Aggressives Verhalten von Kindern kann unterschiedliche Gründe haben – und gehört zur Entwicklung dazu

von | 7. Juli 2023

Interview mit Dorothea Fürst-Liess in der Münsterschen Zeitung (Beilage Moritz Dezember 2022)

Geschockt und hilflos fühlen sich die meisten Eltern, wenn ihr Kind von anderen Kindern gehauen wurde. Entsetzt, voller Angst und Scham übermannen Eltern böse Vorahnungen, wenn ihr Kind andere beißt. „Aggressive Verhaltensweisen können zur Entwicklung der Kinder dazugehören“, beruhigt Dorothea Fürst-Liess. „Gerade im Alter von einem bis fünf Jahren tritt es entwicklungsbedingt häufig auf, verschwindet dann aber auch wieder“, weiß die Familientherapeutin nach Jesper Juul aus Münster. Je nach Alter der Kinder können das Treten, Beißen und Hauen unterschiedliche Ursachen haben. Bei Babys kann beißen eine Begleiterscheinung vom Zahnen sein. Zum anderen finden die Kleinen es spannend, wie andere reagieren, wenn sie hauen.

Im Alter von zwei Jahren beginnt für Jungen und Mädchen die Autonomiephase. „Sie wollen die Welt selbstständig entdecken“, erklärt Dorothea Fürst-Liess. „Dabei stoßen sie auf Widerstände wie ein Stop eines Erwachsenen, auf unüberwindbare Hindernisse oder es klappt nicht so, wie sie es sich vorgestellt haben.“ Dadurch entstehen Wut, Angst, Unsicherheit und Frustration, die sich in aggressivem Verhalten entladen können.

Erst ab vier Jahren beginnen die Jungen und Mädchen zu verstehen, dass auch das Gegenüber Schmerzen hat, wenn es gehauen wird, dass andere auch die Gefühle erleben, wie man selbst. „Oft überschätzen wir die Kinder“, erklärt die Fachfrau. „Es dauert, bis sich Einfühlungsvermögen entwickelt hat.“

Es gibt zahlreiche Gründe für aggressives Verhalten: Kinder, die erst spät sprechen, können ihren Gefühlen noch keine Worte geben. Die Impulskontrolle ist noch nicht ausgeprägt. Andere verteidigen sich, suchen Aufmerksamkeit oder Kontakt. Es kann auch ein Zeichen von Überforderung sein. Bei Geschwistern kann Eifersucht eine Rolle spielen – oder der Ärger darüber, dass der Turm umgeschmissen wurde.
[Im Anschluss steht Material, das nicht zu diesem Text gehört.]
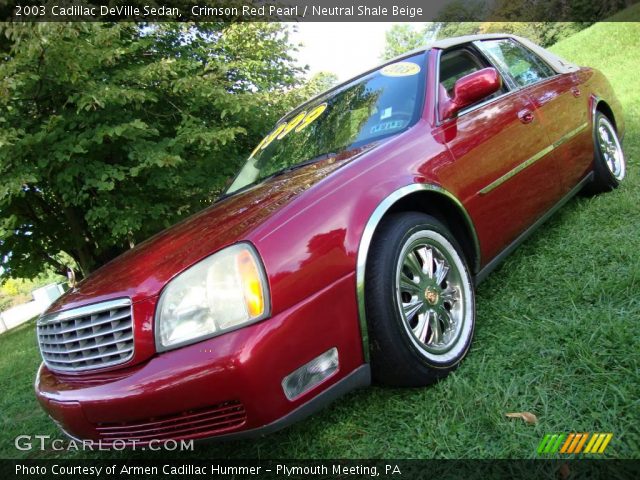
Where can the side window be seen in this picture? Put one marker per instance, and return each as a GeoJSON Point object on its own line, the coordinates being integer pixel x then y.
{"type": "Point", "coordinates": [455, 64]}
{"type": "Point", "coordinates": [522, 65]}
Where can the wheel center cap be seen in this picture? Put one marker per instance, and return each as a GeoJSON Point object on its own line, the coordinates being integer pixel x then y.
{"type": "Point", "coordinates": [431, 296]}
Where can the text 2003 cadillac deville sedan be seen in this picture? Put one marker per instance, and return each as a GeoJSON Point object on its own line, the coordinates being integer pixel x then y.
{"type": "Point", "coordinates": [346, 249]}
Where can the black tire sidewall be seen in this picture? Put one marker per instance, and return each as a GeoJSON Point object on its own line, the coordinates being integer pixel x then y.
{"type": "Point", "coordinates": [390, 339]}
{"type": "Point", "coordinates": [604, 179]}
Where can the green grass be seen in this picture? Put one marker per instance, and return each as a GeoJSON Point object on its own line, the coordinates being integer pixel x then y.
{"type": "Point", "coordinates": [557, 335]}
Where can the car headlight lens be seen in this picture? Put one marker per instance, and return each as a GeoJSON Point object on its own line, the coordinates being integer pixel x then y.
{"type": "Point", "coordinates": [223, 292]}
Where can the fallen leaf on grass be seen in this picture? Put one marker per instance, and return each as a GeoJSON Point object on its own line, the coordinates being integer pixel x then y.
{"type": "Point", "coordinates": [526, 416]}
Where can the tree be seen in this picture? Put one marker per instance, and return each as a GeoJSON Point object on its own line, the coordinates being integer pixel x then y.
{"type": "Point", "coordinates": [402, 38]}
{"type": "Point", "coordinates": [111, 132]}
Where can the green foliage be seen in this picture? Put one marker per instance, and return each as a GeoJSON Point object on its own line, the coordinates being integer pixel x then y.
{"type": "Point", "coordinates": [14, 291]}
{"type": "Point", "coordinates": [111, 132]}
{"type": "Point", "coordinates": [400, 39]}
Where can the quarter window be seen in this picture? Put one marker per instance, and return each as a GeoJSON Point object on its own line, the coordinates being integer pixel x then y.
{"type": "Point", "coordinates": [522, 65]}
In der Kita kann ein solches Verhalten darauf hindeuten, dass das Kind noch nicht gut angekommen ist und seine Position behaupten muss.

Konflikte und Aggressionen gehören zum Miteinander dazu – und Kinder müssen erst lernen, wie man diese Situationen ohne hauen, beißen und treten löst. „Kinder haben immer einen guten Grund für ihr Verhalten, den es durch Eltern und Erzieher herauszufinden gilt“, erklärt die Familientherapeutin. „Wir Erwachsenen sollten den Kindern Verständnis entgegenbringen und sie nicht als böse verurteilen.“ Viel entscheidender im Lernprozess ist neben Verständnis das Aufzeigen von Grenzen und Alternativen.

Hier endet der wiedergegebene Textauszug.